Gay couple wins lawsuit alleging discrimination by religious florist
1 SEATTLE >> A Richland, Wash., florist who refused to provide flowers to a gay couple for their wedding violated anti-discrimination law, the state Supreme Court ruled Thursday. The court ruled unanimously that Barronelle Stutzman discriminated against longtime customers Rob Ingersoll and Curt Freed when she refused to do the flowers for their 2013 wedding because of her religious opposition to same-sex marriage. Instead, Stutzman suggested several other florists in the area who would help them.
Stutzman and her attorneys said they would appeal the decision to the U.S. Supreme Court. They also held out hope that President Donald Trump would issue an executive order protecting religious freedom, which was a campaign pledge. Stutzman called the ruling “terrifying when you think the government is coming in and telling you what to think and what to do.”
In its decision, the state’s highest court rejected Stutzman’s claims that since other florists in the area were willing to provide flowers, no harm resulted from her refusal.

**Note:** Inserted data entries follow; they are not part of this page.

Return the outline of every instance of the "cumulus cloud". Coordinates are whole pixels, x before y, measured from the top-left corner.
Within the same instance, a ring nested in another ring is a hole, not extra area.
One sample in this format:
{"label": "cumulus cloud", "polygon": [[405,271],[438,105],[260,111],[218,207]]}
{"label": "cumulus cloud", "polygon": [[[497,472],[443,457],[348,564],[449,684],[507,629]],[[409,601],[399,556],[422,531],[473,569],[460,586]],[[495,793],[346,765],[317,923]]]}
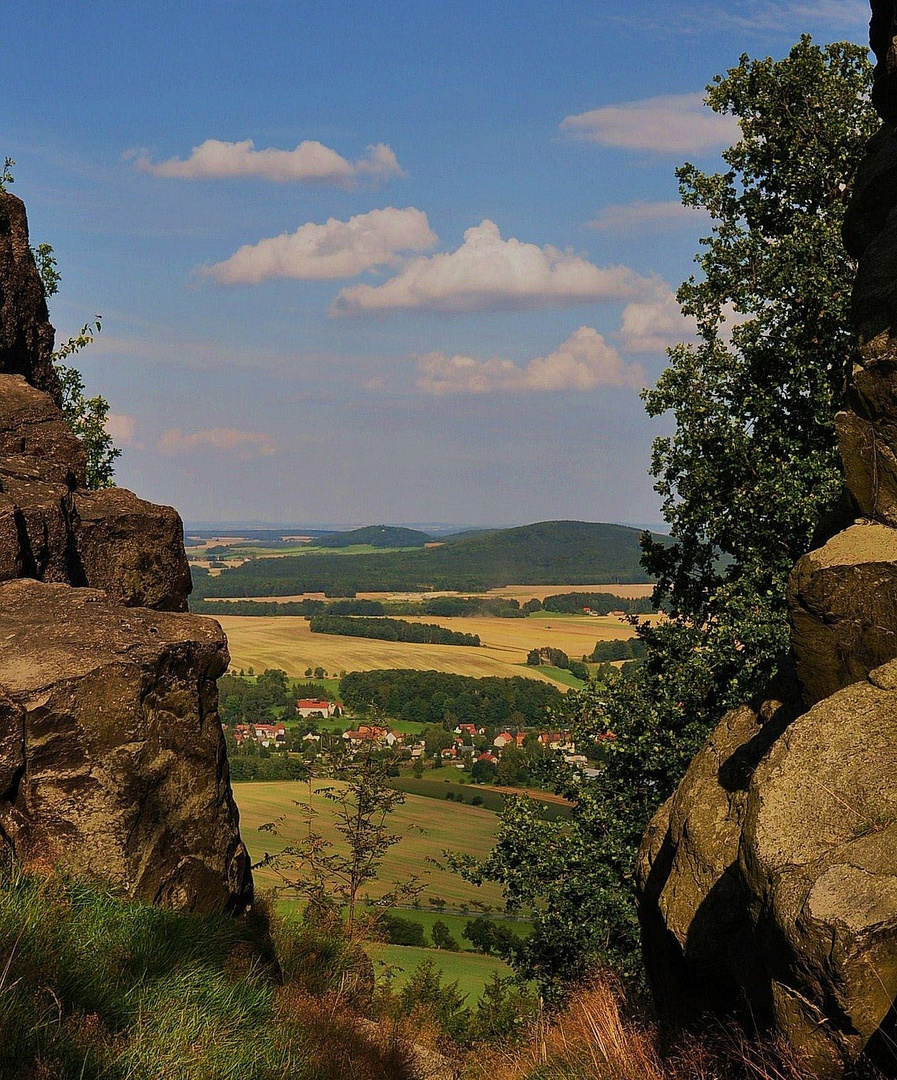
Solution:
{"label": "cumulus cloud", "polygon": [[551,245],[502,240],[485,220],[467,229],[454,252],[409,259],[382,285],[343,288],[330,313],[527,310],[629,299],[652,287],[627,267],[600,268]]}
{"label": "cumulus cloud", "polygon": [[335,217],[324,225],[309,221],[296,232],[244,244],[229,259],[203,272],[226,285],[255,285],[271,278],[354,278],[395,262],[402,252],[429,251],[437,240],[422,211],[388,206],[356,214],[348,221]]}
{"label": "cumulus cloud", "polygon": [[405,176],[392,148],[385,143],[369,146],[358,161],[348,161],[323,143],[305,139],[295,150],[268,147],[256,150],[250,138],[223,143],[207,138],[194,146],[189,158],[169,158],[153,164],[146,152],[131,154],[142,173],[166,179],[203,180],[257,177],[275,184],[329,184],[352,187],[361,178],[386,180]]}
{"label": "cumulus cloud", "polygon": [[126,413],[108,413],[106,433],[117,446],[134,446],[137,437],[137,421]]}
{"label": "cumulus cloud", "polygon": [[159,436],[158,448],[162,454],[172,455],[201,449],[221,450],[243,460],[270,457],[275,453],[270,435],[260,431],[241,431],[239,428],[205,428],[188,432],[169,428]]}
{"label": "cumulus cloud", "polygon": [[699,93],[607,105],[567,117],[560,127],[601,146],[677,154],[720,149],[740,132],[734,117],[707,108]]}
{"label": "cumulus cloud", "polygon": [[547,356],[521,366],[509,360],[476,360],[431,352],[418,360],[418,388],[429,394],[551,393],[645,383],[641,364],[626,364],[592,326],[581,326]]}
{"label": "cumulus cloud", "polygon": [[709,214],[695,206],[683,206],[678,200],[668,202],[631,202],[617,206],[604,206],[598,212],[594,221],[588,221],[589,229],[606,232],[636,229],[672,229],[684,225],[695,225],[708,221]]}
{"label": "cumulus cloud", "polygon": [[623,309],[617,337],[626,352],[664,352],[680,341],[692,341],[695,322],[682,314],[670,288],[650,300]]}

The court also rejected Stutzman’s claims that her floral arrangements were a form of artistic expression and so protected by the First Amendment. Citing the case of a New Mexico photographer who similarly refused to take pictures at a gay marriage, the court said, “while photography may be expressive, the operation of a photography business is not.” In December 2012, soon after the state legalized gay marriage, Ingersoll and Freed began planning a large wedding. Stutzman, who had provided flowers to the couple numerous times over the years, refused, citing her Christian faith in saying that marriage is a sacred covenant between a man and a woman.
The couple went ahead with their wedding but downsized it and got flowers from another florist.
The couple, state Attorney General Bob Ferguson and the American Civil Liberties Union of Washington sued Stutzman under the state’s anti-discrimination and consumer protection laws in what became a high-profile case that highlighted the clash between the right to be treated equally under the law and the free exercise of religion and speech.